Anyway, there was a dead roach on the floor (a bug, not a joint), and when I bent down to look at it, it vanished. That's what clued me that I was dreaming (that, and the fact my dream sign kept appearing everywhere). So I willed it to reappear, which was damn near impossible. When it did finally reappear, it was all mangled and messed up. Then I flicked it across the floor.

Then I lost lucidity, and had some more seemingly random dreams.

So there it is. I'm not super proud of it...just glad it happened.

----------


## ffx-dreamz

Congrats to you!

That might have actually been longer than most of mine.  ::D:

----------


## Seeker

Cool!  Roaches  ::rolllaugh::  

Hmmm... now where did I lose that roach clip  ::D:

----------


## ffx-dreamz

And there goes seeker with his strange sense of humor...  ::lol::

----------


## OpheliaBlue

tsk tsk Seeker!....hey, is that "Seeker" as in "Quidditch"??

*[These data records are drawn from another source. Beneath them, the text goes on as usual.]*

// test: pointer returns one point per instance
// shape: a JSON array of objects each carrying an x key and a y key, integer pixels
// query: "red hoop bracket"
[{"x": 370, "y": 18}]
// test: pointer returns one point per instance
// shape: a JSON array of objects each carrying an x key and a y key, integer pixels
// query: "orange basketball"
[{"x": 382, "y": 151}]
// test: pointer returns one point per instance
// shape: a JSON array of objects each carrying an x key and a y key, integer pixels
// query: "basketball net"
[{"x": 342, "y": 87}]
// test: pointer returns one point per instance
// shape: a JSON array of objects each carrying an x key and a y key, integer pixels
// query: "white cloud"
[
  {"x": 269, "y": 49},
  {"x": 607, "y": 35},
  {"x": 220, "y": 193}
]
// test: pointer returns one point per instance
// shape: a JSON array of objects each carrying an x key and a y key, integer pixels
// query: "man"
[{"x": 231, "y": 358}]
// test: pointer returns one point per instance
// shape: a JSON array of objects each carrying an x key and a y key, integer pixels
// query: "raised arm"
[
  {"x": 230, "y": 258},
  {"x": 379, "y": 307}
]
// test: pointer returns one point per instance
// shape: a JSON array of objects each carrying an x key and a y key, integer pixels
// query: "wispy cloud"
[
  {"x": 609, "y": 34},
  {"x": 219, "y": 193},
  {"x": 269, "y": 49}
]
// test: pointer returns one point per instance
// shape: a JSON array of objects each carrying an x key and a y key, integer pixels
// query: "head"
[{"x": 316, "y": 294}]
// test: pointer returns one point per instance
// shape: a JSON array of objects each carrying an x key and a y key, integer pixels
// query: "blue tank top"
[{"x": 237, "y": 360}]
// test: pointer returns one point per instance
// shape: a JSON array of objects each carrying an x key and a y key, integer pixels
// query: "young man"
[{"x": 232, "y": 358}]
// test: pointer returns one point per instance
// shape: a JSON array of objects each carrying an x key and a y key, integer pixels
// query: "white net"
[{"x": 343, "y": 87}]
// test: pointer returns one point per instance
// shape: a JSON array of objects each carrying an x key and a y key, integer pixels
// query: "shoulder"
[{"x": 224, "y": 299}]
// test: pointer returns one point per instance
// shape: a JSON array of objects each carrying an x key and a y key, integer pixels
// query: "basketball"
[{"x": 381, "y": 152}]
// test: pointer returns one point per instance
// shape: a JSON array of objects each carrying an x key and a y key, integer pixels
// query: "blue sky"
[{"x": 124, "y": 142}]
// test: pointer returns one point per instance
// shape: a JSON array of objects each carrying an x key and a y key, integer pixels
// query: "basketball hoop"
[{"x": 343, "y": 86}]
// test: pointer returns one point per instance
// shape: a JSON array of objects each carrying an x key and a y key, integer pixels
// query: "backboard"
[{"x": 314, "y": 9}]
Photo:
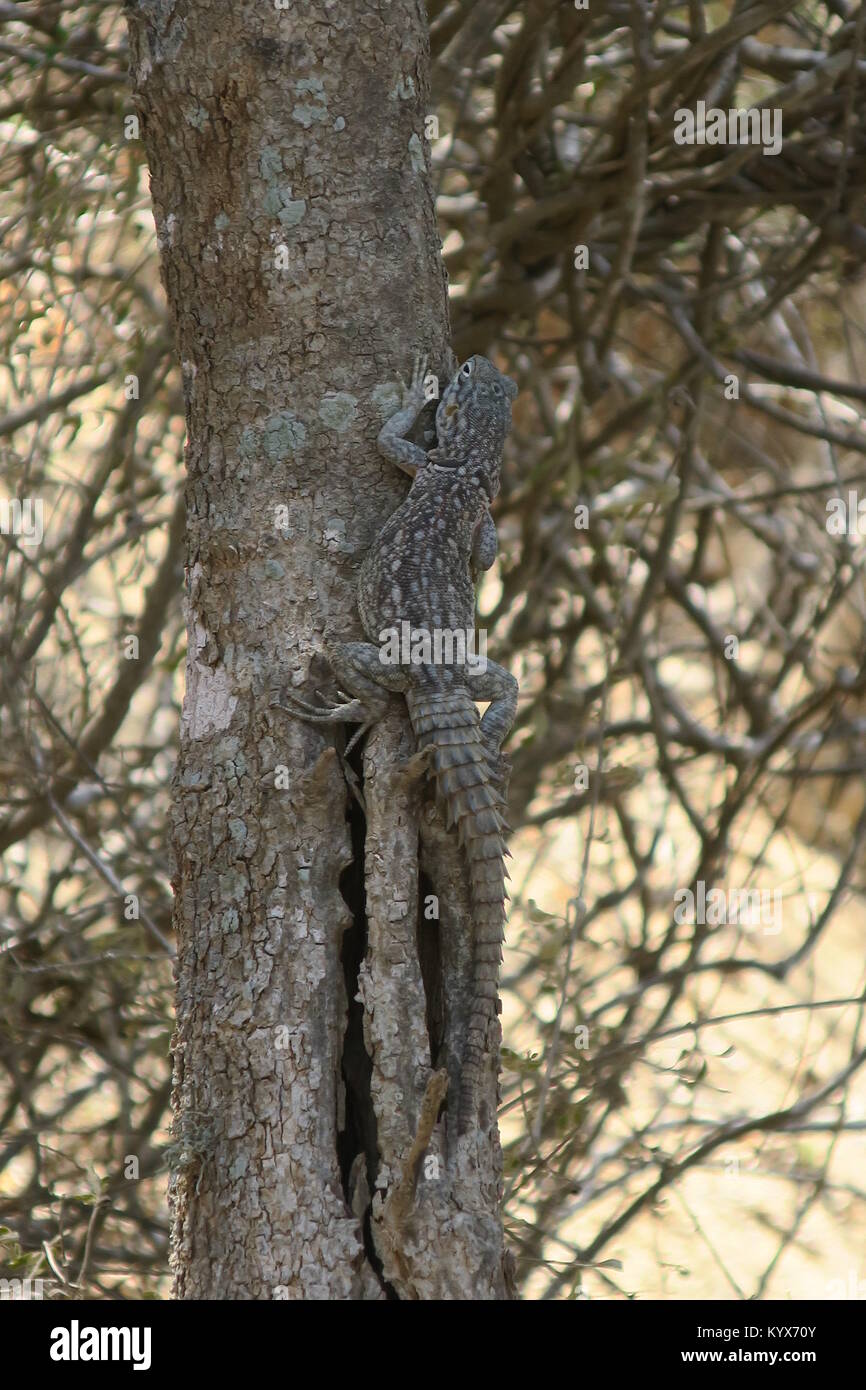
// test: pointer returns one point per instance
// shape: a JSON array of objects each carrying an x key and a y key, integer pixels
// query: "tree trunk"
[{"x": 295, "y": 217}]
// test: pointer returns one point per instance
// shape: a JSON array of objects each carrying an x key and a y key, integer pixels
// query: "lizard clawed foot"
[{"x": 341, "y": 712}]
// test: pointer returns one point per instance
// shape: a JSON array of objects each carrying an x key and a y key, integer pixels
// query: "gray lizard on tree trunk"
[{"x": 416, "y": 584}]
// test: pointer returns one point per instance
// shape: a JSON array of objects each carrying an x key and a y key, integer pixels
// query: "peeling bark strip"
[{"x": 300, "y": 259}]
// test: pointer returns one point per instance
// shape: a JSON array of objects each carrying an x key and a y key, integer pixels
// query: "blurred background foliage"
[{"x": 683, "y": 1102}]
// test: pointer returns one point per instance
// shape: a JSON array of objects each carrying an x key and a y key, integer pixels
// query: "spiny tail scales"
[{"x": 446, "y": 722}]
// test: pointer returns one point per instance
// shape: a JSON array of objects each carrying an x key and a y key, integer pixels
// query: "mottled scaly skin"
[{"x": 420, "y": 571}]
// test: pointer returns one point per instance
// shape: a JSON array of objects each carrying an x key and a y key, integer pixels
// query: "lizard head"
[{"x": 474, "y": 416}]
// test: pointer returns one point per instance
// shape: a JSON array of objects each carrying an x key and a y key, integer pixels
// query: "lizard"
[{"x": 420, "y": 570}]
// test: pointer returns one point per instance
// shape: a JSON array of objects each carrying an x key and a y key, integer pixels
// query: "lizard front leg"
[
  {"x": 392, "y": 445},
  {"x": 364, "y": 679}
]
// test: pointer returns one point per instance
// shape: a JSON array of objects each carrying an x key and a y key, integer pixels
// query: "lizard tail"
[{"x": 448, "y": 723}]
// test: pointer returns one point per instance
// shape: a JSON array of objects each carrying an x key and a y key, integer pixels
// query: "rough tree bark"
[{"x": 295, "y": 217}]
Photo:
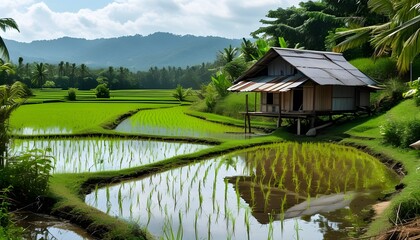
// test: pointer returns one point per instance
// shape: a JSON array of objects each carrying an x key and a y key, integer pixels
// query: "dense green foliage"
[
  {"x": 6, "y": 23},
  {"x": 181, "y": 94},
  {"x": 28, "y": 176},
  {"x": 69, "y": 75},
  {"x": 414, "y": 91},
  {"x": 7, "y": 228},
  {"x": 72, "y": 94},
  {"x": 102, "y": 91},
  {"x": 401, "y": 133},
  {"x": 397, "y": 35}
]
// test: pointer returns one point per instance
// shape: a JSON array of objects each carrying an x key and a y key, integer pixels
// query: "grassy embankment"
[
  {"x": 68, "y": 189},
  {"x": 84, "y": 119}
]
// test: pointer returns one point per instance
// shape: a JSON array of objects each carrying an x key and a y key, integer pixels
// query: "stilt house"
[{"x": 305, "y": 84}]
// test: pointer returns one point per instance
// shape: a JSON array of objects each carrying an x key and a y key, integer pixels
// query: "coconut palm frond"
[
  {"x": 6, "y": 23},
  {"x": 385, "y": 7},
  {"x": 409, "y": 52},
  {"x": 325, "y": 17},
  {"x": 353, "y": 38},
  {"x": 3, "y": 49}
]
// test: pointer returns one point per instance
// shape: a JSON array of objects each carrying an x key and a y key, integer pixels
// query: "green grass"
[
  {"x": 72, "y": 117},
  {"x": 68, "y": 190},
  {"x": 174, "y": 122},
  {"x": 375, "y": 67},
  {"x": 406, "y": 110},
  {"x": 54, "y": 94}
]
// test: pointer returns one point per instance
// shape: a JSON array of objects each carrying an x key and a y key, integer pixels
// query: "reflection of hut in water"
[{"x": 270, "y": 201}]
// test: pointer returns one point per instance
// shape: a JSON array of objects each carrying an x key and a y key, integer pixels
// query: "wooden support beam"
[
  {"x": 255, "y": 102},
  {"x": 279, "y": 120},
  {"x": 247, "y": 116},
  {"x": 298, "y": 127},
  {"x": 246, "y": 112}
]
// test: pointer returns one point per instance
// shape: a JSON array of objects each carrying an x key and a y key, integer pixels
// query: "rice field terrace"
[
  {"x": 282, "y": 191},
  {"x": 143, "y": 166}
]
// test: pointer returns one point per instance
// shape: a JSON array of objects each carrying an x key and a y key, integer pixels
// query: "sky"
[{"x": 92, "y": 19}]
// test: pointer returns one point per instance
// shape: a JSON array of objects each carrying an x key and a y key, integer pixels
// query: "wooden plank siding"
[
  {"x": 323, "y": 101},
  {"x": 279, "y": 67}
]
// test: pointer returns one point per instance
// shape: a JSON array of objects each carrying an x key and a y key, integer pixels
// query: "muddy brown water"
[
  {"x": 251, "y": 195},
  {"x": 45, "y": 227}
]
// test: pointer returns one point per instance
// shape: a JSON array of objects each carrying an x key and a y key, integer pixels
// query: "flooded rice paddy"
[
  {"x": 174, "y": 122},
  {"x": 44, "y": 227},
  {"x": 282, "y": 191},
  {"x": 102, "y": 154}
]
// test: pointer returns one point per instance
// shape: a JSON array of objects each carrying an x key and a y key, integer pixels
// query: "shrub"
[
  {"x": 391, "y": 96},
  {"x": 400, "y": 133},
  {"x": 27, "y": 175},
  {"x": 180, "y": 93},
  {"x": 414, "y": 91},
  {"x": 378, "y": 69},
  {"x": 7, "y": 228},
  {"x": 411, "y": 132},
  {"x": 102, "y": 91},
  {"x": 211, "y": 97},
  {"x": 391, "y": 131},
  {"x": 49, "y": 84},
  {"x": 72, "y": 94},
  {"x": 221, "y": 83}
]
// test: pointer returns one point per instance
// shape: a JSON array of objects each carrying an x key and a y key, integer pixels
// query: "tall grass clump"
[
  {"x": 378, "y": 69},
  {"x": 7, "y": 229},
  {"x": 28, "y": 176},
  {"x": 391, "y": 95},
  {"x": 400, "y": 133},
  {"x": 72, "y": 94},
  {"x": 102, "y": 91}
]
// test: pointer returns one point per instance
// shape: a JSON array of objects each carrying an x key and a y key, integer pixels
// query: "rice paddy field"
[{"x": 144, "y": 166}]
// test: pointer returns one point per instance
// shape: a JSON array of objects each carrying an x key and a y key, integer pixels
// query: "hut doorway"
[{"x": 298, "y": 99}]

Thanks ffx!    ::smitten::

----------


## Reala

Congrats, just wondering, what is your dream sign, I'm having trouble finding mine.

----------


## OpheliaBlue

*NIGHTS:* I have 2 major ones: tornadoes and my fav actor.

Do you have any recurring dreams? That might be a helpful place to start.

----------


## Remus

Feh. I have no dream sign..><;....I haven't had any dream signs..No reacuring dreams/ things in a dream.

----------


## OpheliaBlue

awwwwww...I'm sorry   ::cry::  

{{{hugzzzzz}}}

Hey, are you Remus as in "Lupin"? If so, I gotta tell you about a werewolf LD I had once.

----------


## Seeker

> _Originally posted by OpheliaBlue_
> *tsk tsk Seeker!....hey, is that \"Seeker\" as in \"Quidditch\"??*



Nope, I was afraid some might get confused.  'Seeker' is what I am.  I am always seeking for something: Knowledge, wisdom, friends, adventure.....never ends with me.  Take a look at this link:
http://dreamviews.com/forum/viewtopic.php?t=3499

Thank god for the internet.

You said tornadoes!  Yeah!  I grew up in the midwest and used to be scared senseless of those things!

I now play with them whenever I find one in a lucid dream.  Lots of fun to fly around in!

----------


## Placebo

> I gotta tell you about a werewolf LD I had once.[/b]



  ::shock::   ::o:  
Were you a dark shaman or summoner or something  ?

Was probably similar to my wolf with glowing eyes dream...

----------


## OpheliaBlue

*Seeker:* Hehe, you FLY around in them?!?!   ::lol::   I gotta try that, lol.

*Placebo:* No, it wasn't really like that. Plus I had the dream like 7 years ago. I just saw some bad guys in a street, and I thought "wouldn't it be helpful if I could just turn into a werefulf right now and kick their butts?" And then I figured out how to do it. That's when I realized I must be dreaming, and then woke up. But I sure felt pretty powerful there for a minute!   ::evil::

----------